Good sex reveals and redeems and reconciles, corrupt sex kills more surely than a dagger in the heart. For this reason it is so important that the churches get it right. I remind you that right now the Episcopal Church in General Assembly is debating the recognition of a practicing homosexual as bishop, and the blessing of same sex unions. I remind you that our own UCC has for some years had no qualms in such matters. I mention this not because I want to press you to take a position but because I want to impress on you that according to the Bible our sexuality is integral to our relationship with God and that that is the context in which the discussion should take place. What is a loving relationship with God? It is clearly not what Hosea experienced with his promiscuous wife.

If the church is in crisis right now one of the powerful causes of that crisis is the confusion in our teaching about right sexual practice. In a culture drenched with pornography, in churches more or less infected with sordid sexuality, how shall we find the faithful love that reconciles and renews our relationship with God?

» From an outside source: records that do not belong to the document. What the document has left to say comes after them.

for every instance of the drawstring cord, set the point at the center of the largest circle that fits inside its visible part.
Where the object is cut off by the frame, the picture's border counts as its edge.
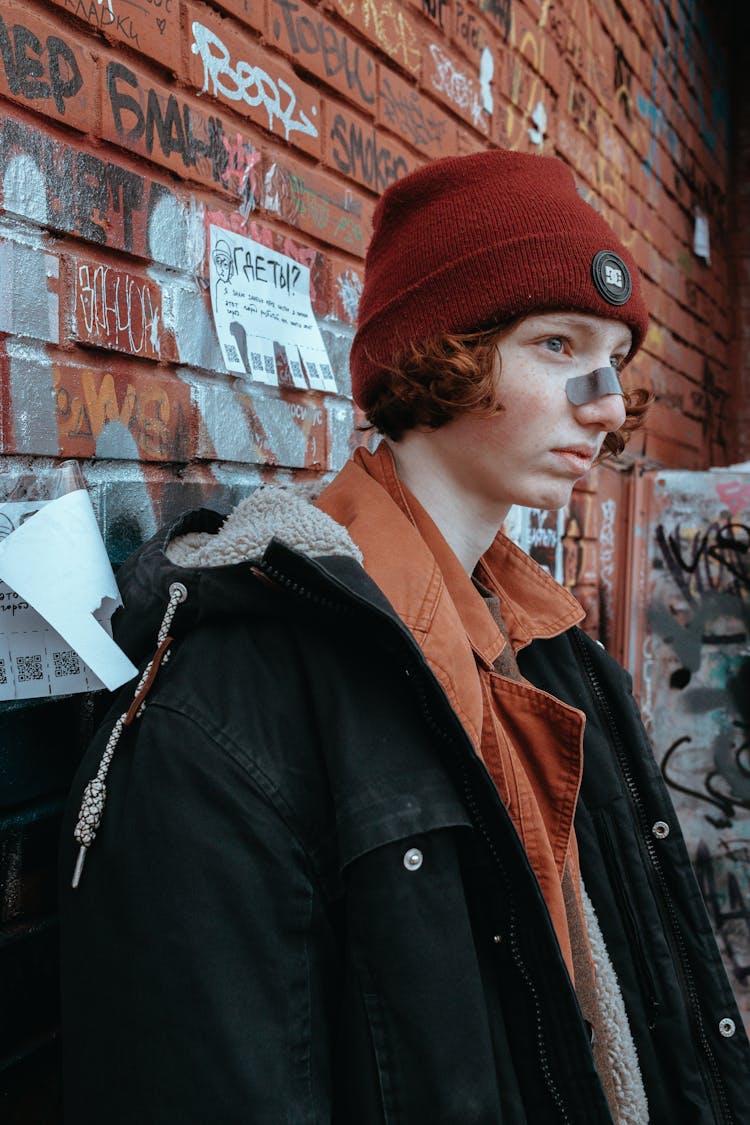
(95, 794)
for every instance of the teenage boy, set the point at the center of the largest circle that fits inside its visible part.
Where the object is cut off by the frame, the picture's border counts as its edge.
(383, 839)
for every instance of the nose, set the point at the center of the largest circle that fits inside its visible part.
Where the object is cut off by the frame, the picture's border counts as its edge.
(606, 413)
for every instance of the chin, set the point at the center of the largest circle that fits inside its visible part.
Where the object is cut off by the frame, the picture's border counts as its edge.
(551, 500)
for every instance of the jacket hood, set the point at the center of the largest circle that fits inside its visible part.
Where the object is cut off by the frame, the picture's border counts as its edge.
(208, 554)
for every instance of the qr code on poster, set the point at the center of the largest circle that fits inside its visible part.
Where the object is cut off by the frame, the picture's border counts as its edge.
(66, 664)
(28, 667)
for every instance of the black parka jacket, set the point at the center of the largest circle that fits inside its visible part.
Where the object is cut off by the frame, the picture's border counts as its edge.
(306, 902)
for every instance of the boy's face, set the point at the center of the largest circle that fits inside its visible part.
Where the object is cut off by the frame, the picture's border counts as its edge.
(535, 449)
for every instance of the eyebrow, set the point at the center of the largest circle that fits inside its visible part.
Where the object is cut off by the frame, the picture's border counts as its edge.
(571, 322)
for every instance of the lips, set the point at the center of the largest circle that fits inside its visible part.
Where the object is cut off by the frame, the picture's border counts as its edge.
(586, 452)
(577, 458)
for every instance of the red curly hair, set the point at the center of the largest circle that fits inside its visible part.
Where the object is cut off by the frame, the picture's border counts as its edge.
(439, 379)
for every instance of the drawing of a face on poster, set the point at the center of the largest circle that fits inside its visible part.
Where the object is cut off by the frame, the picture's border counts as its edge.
(223, 262)
(263, 315)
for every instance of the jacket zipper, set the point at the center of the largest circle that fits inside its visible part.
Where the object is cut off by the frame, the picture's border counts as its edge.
(476, 815)
(629, 919)
(715, 1083)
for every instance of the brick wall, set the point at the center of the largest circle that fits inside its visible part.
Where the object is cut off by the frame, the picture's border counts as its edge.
(127, 129)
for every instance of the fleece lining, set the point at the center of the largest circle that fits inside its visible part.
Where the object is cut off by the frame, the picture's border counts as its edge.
(273, 512)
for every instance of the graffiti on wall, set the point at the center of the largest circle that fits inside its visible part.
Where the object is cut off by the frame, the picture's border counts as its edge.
(696, 676)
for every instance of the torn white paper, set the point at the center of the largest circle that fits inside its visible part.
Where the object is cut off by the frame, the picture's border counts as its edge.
(701, 236)
(486, 73)
(263, 316)
(539, 119)
(57, 595)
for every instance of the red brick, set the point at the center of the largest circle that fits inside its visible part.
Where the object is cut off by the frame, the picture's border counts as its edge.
(318, 204)
(252, 12)
(115, 308)
(471, 34)
(177, 133)
(346, 286)
(437, 11)
(154, 30)
(386, 24)
(289, 108)
(499, 12)
(154, 406)
(536, 46)
(313, 42)
(416, 119)
(446, 77)
(53, 73)
(355, 149)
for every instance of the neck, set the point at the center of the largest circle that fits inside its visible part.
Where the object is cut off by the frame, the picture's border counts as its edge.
(468, 522)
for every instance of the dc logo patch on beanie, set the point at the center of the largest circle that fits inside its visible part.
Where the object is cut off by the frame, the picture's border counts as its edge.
(612, 277)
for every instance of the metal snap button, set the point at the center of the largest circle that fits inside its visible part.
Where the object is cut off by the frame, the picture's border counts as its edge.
(413, 858)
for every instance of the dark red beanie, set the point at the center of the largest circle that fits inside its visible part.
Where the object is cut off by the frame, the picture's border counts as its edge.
(468, 242)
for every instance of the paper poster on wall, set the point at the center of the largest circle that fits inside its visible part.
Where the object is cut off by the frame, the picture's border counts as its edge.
(263, 316)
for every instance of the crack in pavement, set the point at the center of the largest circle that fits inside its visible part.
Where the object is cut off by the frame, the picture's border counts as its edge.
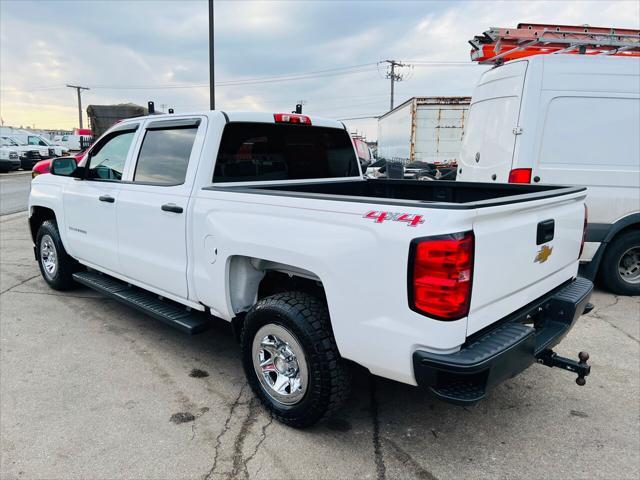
(238, 461)
(225, 429)
(407, 460)
(381, 469)
(263, 436)
(21, 283)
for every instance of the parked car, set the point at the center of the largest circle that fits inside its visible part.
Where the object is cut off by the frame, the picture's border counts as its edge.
(9, 159)
(25, 137)
(44, 166)
(567, 120)
(264, 220)
(28, 155)
(76, 141)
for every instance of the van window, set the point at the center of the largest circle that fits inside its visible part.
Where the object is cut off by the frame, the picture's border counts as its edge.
(164, 156)
(262, 151)
(591, 132)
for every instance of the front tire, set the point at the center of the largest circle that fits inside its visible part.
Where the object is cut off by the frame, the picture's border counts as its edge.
(291, 360)
(56, 266)
(620, 268)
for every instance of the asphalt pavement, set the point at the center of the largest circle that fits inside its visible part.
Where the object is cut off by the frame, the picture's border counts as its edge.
(92, 389)
(14, 191)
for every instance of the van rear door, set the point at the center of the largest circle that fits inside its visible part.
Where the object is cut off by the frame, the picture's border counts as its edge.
(489, 141)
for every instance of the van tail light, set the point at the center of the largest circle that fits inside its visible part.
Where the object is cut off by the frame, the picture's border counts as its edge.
(520, 175)
(440, 274)
(291, 118)
(584, 230)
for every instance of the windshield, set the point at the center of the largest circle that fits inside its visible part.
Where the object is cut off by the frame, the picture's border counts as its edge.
(6, 141)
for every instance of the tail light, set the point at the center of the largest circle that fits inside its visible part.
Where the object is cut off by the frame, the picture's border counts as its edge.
(584, 229)
(291, 118)
(520, 175)
(440, 274)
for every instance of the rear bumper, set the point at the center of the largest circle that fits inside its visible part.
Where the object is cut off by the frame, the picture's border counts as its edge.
(492, 356)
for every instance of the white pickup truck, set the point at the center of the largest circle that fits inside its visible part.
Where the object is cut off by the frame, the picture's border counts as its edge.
(264, 220)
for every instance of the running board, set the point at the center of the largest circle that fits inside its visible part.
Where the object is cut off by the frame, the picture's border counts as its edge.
(166, 311)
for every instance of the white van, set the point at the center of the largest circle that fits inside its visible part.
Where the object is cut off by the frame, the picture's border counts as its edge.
(569, 120)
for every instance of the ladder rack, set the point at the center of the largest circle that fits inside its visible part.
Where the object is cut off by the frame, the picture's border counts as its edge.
(498, 45)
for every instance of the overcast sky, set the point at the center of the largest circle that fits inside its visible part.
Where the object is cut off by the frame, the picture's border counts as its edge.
(322, 52)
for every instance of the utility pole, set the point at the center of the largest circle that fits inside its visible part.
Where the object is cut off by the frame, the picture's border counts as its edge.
(393, 76)
(212, 88)
(78, 88)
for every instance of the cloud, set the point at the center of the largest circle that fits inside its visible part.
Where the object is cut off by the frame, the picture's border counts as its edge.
(44, 45)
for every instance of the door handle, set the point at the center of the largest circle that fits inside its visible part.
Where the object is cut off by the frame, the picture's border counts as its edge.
(171, 207)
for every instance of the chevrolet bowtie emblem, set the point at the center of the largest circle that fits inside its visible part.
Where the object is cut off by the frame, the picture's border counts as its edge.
(543, 254)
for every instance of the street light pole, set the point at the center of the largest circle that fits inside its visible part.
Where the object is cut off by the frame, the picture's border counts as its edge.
(212, 88)
(78, 88)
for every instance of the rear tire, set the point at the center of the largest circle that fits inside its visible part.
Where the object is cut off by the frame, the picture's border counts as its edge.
(56, 266)
(291, 360)
(620, 267)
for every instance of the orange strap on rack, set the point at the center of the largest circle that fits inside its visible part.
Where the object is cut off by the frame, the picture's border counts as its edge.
(499, 45)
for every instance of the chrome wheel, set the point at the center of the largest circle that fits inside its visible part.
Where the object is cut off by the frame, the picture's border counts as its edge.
(629, 265)
(48, 256)
(279, 363)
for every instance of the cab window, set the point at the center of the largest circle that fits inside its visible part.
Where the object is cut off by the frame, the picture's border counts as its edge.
(107, 160)
(164, 155)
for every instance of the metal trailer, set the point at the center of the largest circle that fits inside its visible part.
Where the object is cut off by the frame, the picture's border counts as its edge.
(424, 129)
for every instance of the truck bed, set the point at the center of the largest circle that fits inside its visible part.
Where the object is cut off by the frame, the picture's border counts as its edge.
(437, 194)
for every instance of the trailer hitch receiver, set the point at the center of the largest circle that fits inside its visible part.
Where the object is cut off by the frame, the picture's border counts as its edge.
(581, 368)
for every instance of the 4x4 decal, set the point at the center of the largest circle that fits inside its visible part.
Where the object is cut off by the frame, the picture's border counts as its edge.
(411, 219)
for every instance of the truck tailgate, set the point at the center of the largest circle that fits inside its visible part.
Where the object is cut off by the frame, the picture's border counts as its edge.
(514, 263)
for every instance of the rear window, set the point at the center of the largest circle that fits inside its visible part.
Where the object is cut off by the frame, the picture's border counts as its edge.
(259, 151)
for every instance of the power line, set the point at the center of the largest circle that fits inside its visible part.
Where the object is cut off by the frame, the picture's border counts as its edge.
(228, 83)
(393, 76)
(78, 89)
(359, 118)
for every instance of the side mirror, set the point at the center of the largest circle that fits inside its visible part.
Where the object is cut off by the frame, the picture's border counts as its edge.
(65, 167)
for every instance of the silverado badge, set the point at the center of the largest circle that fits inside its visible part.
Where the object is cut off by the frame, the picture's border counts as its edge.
(543, 254)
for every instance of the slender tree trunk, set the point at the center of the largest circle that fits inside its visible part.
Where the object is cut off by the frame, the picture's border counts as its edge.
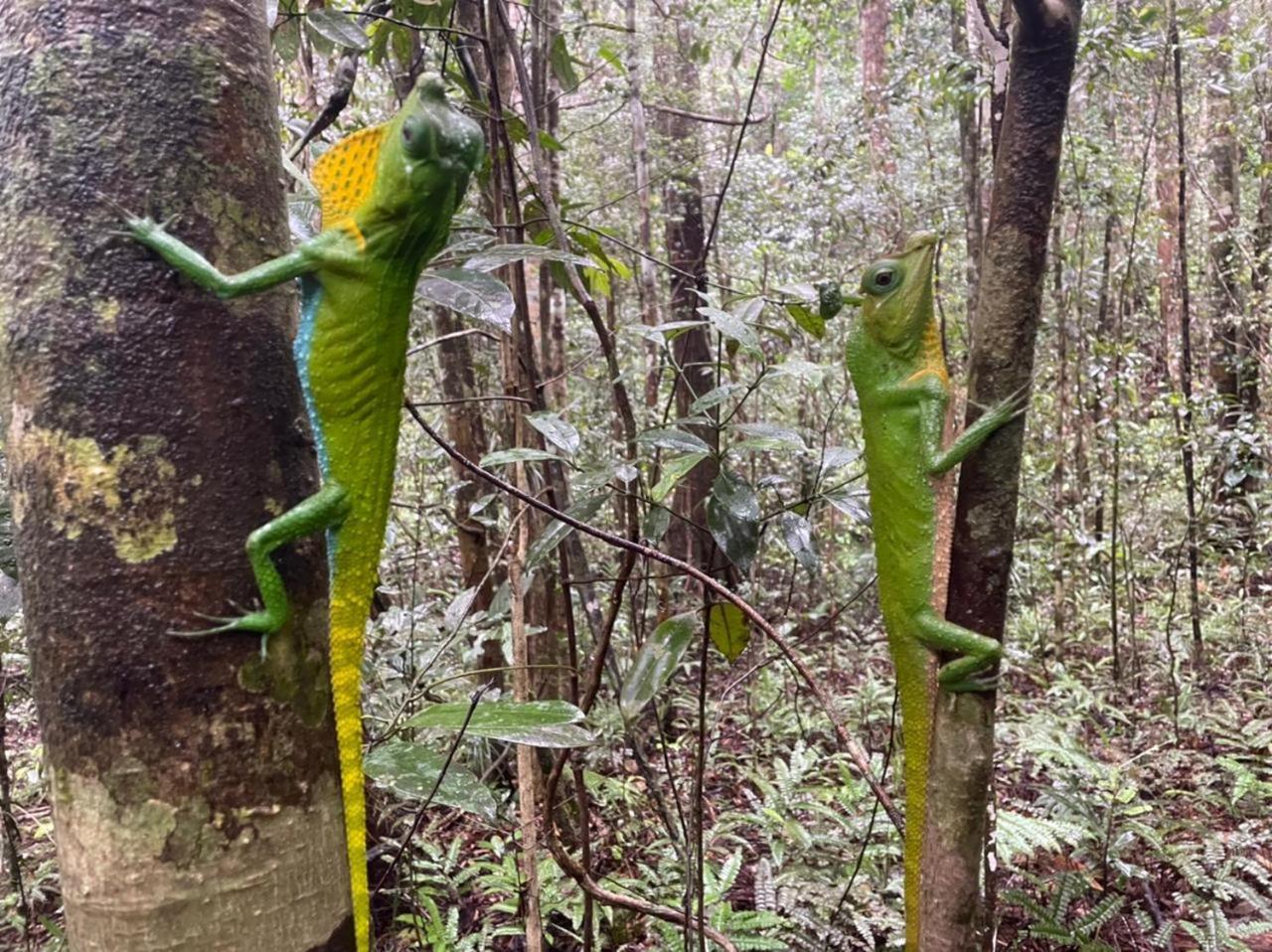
(150, 429)
(1059, 502)
(648, 275)
(873, 50)
(1168, 253)
(466, 427)
(1043, 49)
(1234, 359)
(1185, 420)
(970, 150)
(686, 240)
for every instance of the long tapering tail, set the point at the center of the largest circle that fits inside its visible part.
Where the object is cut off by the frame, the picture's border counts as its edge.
(346, 685)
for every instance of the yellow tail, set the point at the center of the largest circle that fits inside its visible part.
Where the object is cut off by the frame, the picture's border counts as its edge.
(348, 622)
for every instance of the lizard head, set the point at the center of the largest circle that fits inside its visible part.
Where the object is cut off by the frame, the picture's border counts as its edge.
(437, 149)
(898, 293)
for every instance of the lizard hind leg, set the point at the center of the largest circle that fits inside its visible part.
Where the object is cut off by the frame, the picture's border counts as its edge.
(973, 670)
(323, 509)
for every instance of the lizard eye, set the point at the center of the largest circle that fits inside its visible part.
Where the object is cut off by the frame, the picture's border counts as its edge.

I believe if Hosea were among us today he would be crying out that we have been unfaithful to our divine lover and gone whoring after the trends and trinkets of the times.     

Well I could have been less direct, less clear about the link between sexuality and revelation in Hosea’s prophecy, but that would have been to mock his suffering and to waste the high price he paid for this precious insight, that God loves us like a lover, and we hurt him cruelly when we are unfaithful, and unfaithfulness has strong marital associations. So why not just spend time with your lover? It’s called prayer, and worship, and meditation.                 

Amen.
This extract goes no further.